Ist ein Wochen-Essensplan die Lösung?

Den Wochenplan habe ich schon vor Jahren eingeführt. Ein paar Monate lang noch als DIN A4 Zettel am Kühlschrank, doch der sah irgendwann aus wie Rorschach Test. Ein Whiteboard musste her. Eins, wo man wegwischen konnte, was ausfiel. Doch das Essen durchzuplanen, wie den Rest unseres Lebens erschien mir extrem. Essen ist doch Liebe, Sinnlichkeit, Nährstoffe für unsere Körper! Mens sana in corpore sano! ARGH WHATEVER. Es ist vor allen Dingen eins: für viele Familien das einzige Ma(h)l, bei dem man zusammen ist. Es könnte also auch einfach mal schmecken, schnell gehen, unkompliziert sein. Letztes Mal ging es um das Fernsehen. Da erwähnte ich die TK-Kost schon am Rande. Doch auch jetzt ist es wieder ein ähnlicher Fall: In Ruhe einkaufen, Bio, vollwertig, nachhaltig und plastikfrei, das dann in Ruhe zubereiten, garen, so dass keine Nährstoffe verloren gehen, ist hart privilegiert. Es ist Borderline Bonze. Denn in Ruhe zu kochen, jeden Tag, mehrfach, bedeutet auch: man hat die Energie, frisch und gut zu kochen. 

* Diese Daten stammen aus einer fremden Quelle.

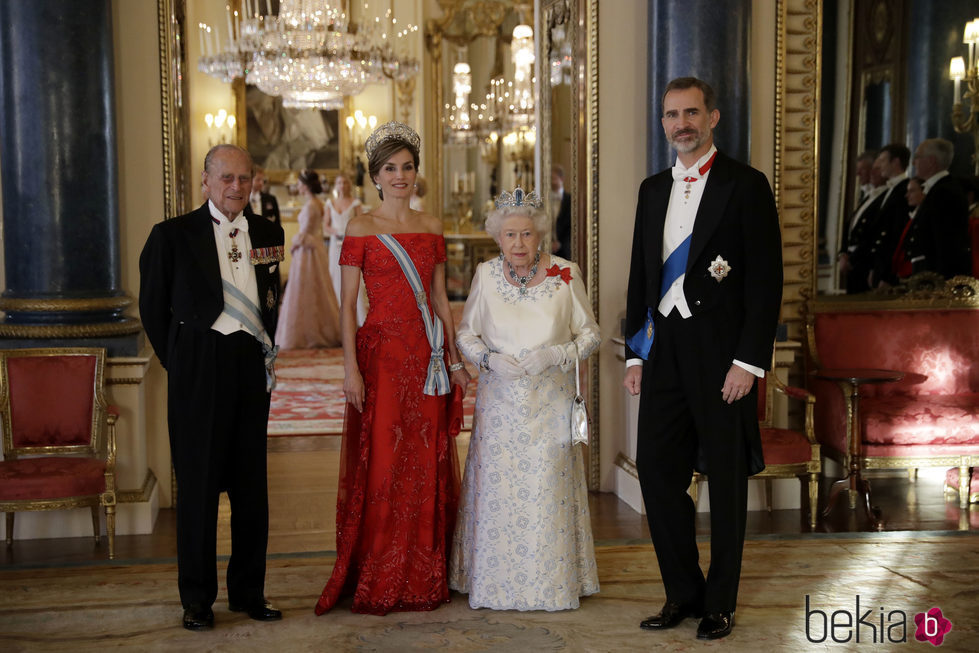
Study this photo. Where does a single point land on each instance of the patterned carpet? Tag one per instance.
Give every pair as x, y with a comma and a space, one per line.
308, 398
890, 577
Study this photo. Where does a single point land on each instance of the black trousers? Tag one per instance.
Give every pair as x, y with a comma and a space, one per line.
218, 416
684, 423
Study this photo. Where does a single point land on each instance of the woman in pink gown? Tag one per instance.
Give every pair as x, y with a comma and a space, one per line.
309, 316
399, 477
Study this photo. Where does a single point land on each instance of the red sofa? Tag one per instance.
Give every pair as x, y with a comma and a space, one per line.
928, 419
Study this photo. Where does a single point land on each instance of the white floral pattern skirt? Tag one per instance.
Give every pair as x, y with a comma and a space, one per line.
523, 538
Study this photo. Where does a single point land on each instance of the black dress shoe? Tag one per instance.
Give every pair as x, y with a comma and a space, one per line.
715, 625
198, 618
262, 611
671, 614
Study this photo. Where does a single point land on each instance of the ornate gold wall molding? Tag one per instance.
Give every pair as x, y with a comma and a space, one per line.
64, 304
126, 326
798, 36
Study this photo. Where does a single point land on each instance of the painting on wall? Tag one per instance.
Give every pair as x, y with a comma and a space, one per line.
282, 140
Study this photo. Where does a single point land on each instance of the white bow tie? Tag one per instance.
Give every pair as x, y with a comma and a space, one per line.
683, 174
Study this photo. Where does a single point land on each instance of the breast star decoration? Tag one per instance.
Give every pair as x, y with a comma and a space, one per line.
719, 268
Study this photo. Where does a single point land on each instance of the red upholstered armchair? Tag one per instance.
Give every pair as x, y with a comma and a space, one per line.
788, 453
59, 444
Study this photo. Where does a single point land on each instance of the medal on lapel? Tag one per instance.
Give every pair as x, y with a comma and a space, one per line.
235, 254
719, 268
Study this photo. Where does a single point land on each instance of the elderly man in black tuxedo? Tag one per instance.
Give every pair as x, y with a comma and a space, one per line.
937, 237
209, 295
704, 292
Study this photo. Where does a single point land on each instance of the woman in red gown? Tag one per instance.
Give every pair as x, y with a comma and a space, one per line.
399, 477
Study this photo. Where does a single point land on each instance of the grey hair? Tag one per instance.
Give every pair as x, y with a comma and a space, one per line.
943, 151
495, 218
209, 158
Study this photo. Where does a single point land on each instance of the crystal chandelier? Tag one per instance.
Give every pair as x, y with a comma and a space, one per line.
521, 107
310, 54
508, 105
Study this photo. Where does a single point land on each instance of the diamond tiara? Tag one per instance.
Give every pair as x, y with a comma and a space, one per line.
518, 198
392, 129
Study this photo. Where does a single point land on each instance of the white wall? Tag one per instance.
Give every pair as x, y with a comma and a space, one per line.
622, 128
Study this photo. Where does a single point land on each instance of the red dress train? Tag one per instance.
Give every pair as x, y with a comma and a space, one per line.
399, 476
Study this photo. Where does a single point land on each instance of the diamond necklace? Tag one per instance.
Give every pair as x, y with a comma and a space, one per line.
523, 281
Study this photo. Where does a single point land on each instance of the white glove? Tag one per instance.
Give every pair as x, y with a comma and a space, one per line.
505, 365
540, 359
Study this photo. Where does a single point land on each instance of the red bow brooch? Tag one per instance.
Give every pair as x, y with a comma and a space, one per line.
556, 271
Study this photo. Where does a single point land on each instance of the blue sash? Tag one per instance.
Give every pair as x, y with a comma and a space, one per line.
238, 306
437, 379
675, 266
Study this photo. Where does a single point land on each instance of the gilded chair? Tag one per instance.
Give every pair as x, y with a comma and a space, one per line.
59, 443
788, 453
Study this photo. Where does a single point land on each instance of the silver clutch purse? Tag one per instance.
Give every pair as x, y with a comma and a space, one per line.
579, 414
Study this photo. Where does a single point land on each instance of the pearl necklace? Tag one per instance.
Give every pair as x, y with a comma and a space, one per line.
523, 281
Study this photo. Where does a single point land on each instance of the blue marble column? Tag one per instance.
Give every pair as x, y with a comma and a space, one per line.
934, 37
708, 40
58, 160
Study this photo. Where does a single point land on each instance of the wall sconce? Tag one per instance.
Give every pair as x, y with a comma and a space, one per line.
359, 127
965, 119
220, 128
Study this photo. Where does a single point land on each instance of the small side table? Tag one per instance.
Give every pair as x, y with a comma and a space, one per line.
850, 381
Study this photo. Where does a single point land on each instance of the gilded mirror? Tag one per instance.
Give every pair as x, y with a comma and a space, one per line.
885, 80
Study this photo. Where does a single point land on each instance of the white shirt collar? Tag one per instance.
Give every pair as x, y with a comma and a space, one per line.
934, 179
238, 223
897, 179
694, 170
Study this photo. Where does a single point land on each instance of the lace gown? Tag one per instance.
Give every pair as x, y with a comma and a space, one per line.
399, 484
338, 222
309, 316
523, 539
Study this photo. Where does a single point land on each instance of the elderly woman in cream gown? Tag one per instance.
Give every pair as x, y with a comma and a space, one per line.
340, 209
523, 537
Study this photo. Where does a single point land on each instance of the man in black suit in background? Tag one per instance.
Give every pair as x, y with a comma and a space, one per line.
859, 233
705, 287
561, 202
209, 296
262, 203
937, 238
878, 245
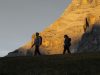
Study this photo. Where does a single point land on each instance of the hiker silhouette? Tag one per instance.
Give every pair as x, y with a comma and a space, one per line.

Der Sinn von Essensplänen war ja auch mal tatsächlich das Sparen, Rationieren, und mit Bedacht einzukaufen. Während des Lockdowns haben unsere Kinder vor allen Dingen gelernt: Dinge dürfen auch mal leer werden. Wir werden wieder einkaufen, und dann wird wieder was da sein. Meine Oma hat immer gesagt: Der Supermarkt hat morgen auch wieder auf. Und am Ende hilft es ja alles nichts. Menschen essen und Menschen haben Hunger. Dann müssen Menschen halt auch kochen. Oder Essen bestellen. Wäre halt cool, wenn Menschen, die zusammenleben, sich das aufteilen. Denn gefühlt zehnmal am Tag Mahlzeiten zubereiten nervt irgendwann.

Ich habe das große Kind übrigens zu Beginn des Lockdowns gefragt, was es dann am meisten am Kindergarten vermisse und die Antwort war ‚Nachtisch‘.